Study of Creativity Among Postgraduate Students in School of Medicine, Shahid Beheshti University of Medical Sciences


Behnoosh Heidarzadeh 1 , Sareh Shakerian ORCID 2 , * , Zeinab Moghaddamifard 3

1 Director of Human Resources, Iran University of Medical Sciences and Health Services, Tehran, Iran

2 Departments of Community Based Education of Health Sciences, Virtual School, Medical Education and Management, Shahid Beheshti University of Medical Sciences, Valiasr Ave, Tehran, Iran

3 Head of Administrative Affairs of the Emergency Organization, Tehran, Iran

How to Cite: Heidarzadeh B , Shakerian S, Moghaddamifard Z . Study of Creativity Among Postgraduate Students in School of Medicine, Shahid Beheshti University of Medical Sciences, J Med Edu. 2020 ; 19(4):e111956. doi: 10.5812/jme.111956.


Journal of Medical Education: 19 (4); e111956
Published Online: December 29, 2020
Article Type: Research Article
Received: December 7, 2020
Accepted: December 12, 2020


Background: Universities are among the most influential educational environments for teaching creative thinking. The current study aimed to investigate the creativity of postgraduate students at Shahid Beheshti University of Medical Sciences.

Methods: This applied research studied 265 students in 10 majors in 2018. The participants were selected via two-stage random cluster sampling. Abedi's creativity test was used to collect the data. Content validity was confirmed by the Lawshe method, and the reliability was confirmed by Cronbach's alpha coefficient and ICC. Data were analyzed by SPSS using descriptive statistics, t-test, Mann-Whitney, ANOVA, and Kruskal-Wallis tests.

Results: Based on the findings, most students (88.6%) obtained a moderate score, in general, and separate by dimensions.

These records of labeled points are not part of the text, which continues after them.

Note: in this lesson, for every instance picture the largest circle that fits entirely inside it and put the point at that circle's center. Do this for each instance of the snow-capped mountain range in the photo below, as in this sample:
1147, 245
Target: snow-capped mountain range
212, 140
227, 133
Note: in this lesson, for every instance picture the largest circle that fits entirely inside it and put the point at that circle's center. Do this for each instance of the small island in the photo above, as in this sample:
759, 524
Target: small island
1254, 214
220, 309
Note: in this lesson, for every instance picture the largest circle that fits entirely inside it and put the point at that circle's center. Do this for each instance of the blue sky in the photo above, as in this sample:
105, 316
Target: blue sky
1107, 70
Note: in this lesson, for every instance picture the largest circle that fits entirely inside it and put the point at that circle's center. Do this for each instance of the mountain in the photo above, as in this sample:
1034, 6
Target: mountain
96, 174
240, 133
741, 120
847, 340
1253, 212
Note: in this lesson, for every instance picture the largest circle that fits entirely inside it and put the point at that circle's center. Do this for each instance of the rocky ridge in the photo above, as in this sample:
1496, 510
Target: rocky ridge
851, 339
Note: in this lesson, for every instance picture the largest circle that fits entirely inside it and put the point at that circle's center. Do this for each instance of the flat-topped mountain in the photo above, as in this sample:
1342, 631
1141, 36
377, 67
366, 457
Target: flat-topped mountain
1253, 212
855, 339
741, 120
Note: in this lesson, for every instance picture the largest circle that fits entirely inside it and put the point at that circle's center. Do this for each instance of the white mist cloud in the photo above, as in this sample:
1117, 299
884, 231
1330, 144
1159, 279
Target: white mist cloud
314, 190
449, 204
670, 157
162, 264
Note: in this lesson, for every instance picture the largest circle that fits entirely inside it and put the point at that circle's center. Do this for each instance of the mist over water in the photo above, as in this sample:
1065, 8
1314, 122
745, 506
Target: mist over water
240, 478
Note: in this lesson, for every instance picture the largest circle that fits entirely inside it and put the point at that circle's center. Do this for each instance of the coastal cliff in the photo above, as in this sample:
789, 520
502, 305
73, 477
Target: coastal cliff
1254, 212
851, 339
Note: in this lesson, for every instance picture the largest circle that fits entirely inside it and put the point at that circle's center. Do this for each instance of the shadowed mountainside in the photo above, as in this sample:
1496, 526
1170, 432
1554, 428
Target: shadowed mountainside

Only did 9.7% reach a high score. The highest score was for the fluency dimension (25.3%), followed by originality (24.3%). According to demographic variables separated by age, marital status, educational degree, and gender, there was no significant difference in students' creativity scores.

Conclusions: According to the findings, paying more attention to creativity and having a detailed perspective through intertwining abilities with creativity in universities, as specialized institutions for training, is useful for growing creativity.

1. Background

In the current digital era, creativity is of crucial importance for both individuals and societies. Creativity and productivity have remarkable individual, group, organizational, and social advantages that should not be considered in silo (1).

Tiwari, in the Encyclopedia of Education, defined creativity as a mental or artistic initiative (2). Savile has defined creativity as a state of mind in which multiple intelligences function in integrity. Creativity empowers individuals and helps them achieve significant innovations. Therefore, it can be argued that creativity is the means to achieve a goal, not the goal itself (3).

Torrance defined four factors for creativity: 1- fluency: the talent to propose several ideas, 2- Originality: capturing the novelty of ideas, 3- Flexibility: the talent to produce many different ideas and methods, and 4- Elaboration: talent to pay attention to details (4).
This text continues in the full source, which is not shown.